Birmingham's Polish immigrants: 'Who will do our jobs?'
There are more than 50,000 Polish immigrants living in the West Midlands, many of whom settled after Poland entered the EU in 2004. What does the referendum decision mean for them?
On Erdington High Street, five miles north of Birmingham city centre and home to one of the city's largest Polish communities, people are facing up to what's happened.
There's confusion, though. What will it mean for the thousands of Poles who work here; have raised their families here; pay their taxes?
Wioleta Szatkowska, 32, originally from Gdansk, works at Polish shop Tanioszka.

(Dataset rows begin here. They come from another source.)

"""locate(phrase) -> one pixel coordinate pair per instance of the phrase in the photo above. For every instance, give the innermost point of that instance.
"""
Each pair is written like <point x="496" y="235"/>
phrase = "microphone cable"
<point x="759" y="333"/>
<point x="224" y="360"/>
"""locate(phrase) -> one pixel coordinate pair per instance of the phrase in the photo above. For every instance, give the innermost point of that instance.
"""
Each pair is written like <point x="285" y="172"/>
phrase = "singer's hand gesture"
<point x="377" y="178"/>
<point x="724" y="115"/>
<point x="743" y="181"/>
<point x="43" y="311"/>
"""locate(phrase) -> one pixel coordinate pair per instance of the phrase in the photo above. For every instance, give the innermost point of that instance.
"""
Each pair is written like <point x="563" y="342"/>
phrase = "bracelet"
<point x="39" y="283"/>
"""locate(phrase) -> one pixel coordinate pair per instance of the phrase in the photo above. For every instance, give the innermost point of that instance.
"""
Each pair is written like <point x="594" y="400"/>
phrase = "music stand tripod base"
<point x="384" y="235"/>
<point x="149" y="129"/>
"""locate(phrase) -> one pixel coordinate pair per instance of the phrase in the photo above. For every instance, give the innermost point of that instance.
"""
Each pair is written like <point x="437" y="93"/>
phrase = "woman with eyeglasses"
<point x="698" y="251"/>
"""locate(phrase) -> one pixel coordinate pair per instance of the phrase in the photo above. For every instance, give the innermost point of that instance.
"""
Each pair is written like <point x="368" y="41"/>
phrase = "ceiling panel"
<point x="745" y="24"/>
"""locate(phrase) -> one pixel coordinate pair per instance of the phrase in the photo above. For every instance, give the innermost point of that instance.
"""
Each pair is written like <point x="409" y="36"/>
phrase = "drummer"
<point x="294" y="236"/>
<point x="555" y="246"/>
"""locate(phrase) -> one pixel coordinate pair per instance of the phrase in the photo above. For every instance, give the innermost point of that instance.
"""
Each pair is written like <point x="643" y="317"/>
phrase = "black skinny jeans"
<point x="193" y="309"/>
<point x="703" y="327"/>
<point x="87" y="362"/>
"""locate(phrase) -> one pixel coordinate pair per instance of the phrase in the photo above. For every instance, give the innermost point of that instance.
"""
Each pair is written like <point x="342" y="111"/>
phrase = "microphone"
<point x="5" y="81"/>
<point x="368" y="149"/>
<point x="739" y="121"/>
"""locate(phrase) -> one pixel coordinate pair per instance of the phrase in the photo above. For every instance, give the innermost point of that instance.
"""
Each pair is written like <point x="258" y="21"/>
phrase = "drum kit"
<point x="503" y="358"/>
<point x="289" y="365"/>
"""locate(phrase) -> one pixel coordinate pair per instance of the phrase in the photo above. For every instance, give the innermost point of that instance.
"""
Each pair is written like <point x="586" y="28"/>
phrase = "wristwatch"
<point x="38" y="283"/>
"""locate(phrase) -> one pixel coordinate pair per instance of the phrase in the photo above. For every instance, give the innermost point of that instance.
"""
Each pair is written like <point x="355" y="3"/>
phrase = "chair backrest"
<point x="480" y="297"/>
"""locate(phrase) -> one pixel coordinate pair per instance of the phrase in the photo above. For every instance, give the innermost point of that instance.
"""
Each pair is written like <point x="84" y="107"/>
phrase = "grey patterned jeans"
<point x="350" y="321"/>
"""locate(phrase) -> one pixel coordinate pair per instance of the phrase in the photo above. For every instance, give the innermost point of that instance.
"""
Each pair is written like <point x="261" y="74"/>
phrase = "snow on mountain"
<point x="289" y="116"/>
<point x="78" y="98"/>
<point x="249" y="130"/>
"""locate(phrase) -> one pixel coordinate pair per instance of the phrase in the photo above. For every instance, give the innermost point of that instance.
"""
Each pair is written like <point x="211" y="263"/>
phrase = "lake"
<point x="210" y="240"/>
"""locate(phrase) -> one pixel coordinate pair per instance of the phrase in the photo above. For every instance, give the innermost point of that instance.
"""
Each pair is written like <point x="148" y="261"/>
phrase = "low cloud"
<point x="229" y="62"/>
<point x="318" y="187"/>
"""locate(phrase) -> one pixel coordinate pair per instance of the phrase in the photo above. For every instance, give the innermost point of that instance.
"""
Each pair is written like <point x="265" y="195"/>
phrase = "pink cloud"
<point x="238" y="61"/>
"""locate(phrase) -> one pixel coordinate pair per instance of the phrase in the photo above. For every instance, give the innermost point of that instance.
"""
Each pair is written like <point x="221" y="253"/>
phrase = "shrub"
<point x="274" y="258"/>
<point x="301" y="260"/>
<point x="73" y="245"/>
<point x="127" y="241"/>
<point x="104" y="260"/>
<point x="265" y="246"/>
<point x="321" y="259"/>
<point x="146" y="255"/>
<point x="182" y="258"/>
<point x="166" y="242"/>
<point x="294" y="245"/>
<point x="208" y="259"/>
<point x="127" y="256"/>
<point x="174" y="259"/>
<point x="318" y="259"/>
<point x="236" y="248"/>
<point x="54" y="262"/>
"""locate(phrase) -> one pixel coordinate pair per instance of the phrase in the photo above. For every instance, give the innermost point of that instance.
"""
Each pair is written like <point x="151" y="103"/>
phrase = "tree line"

"I think people are scared. If we must go back, we don't have a house - what do we come back to?
"I have been here 10 years. My husband is here. My daughter is at school here.
"Many people are on benefits, but I work. This is not good for people who pay their taxes.
"I think England does not realise what it is doing. What happens if we all have to go home? Who will do our jobs?"
Martin Anderson, aged 45, came to England from Silesia in 2006.
"I was very surprised when I saw the result," he said. "I was sure they would stay in the EU.
"I've already said to my partner 'maybe we should go'. We've thought about Tenerife.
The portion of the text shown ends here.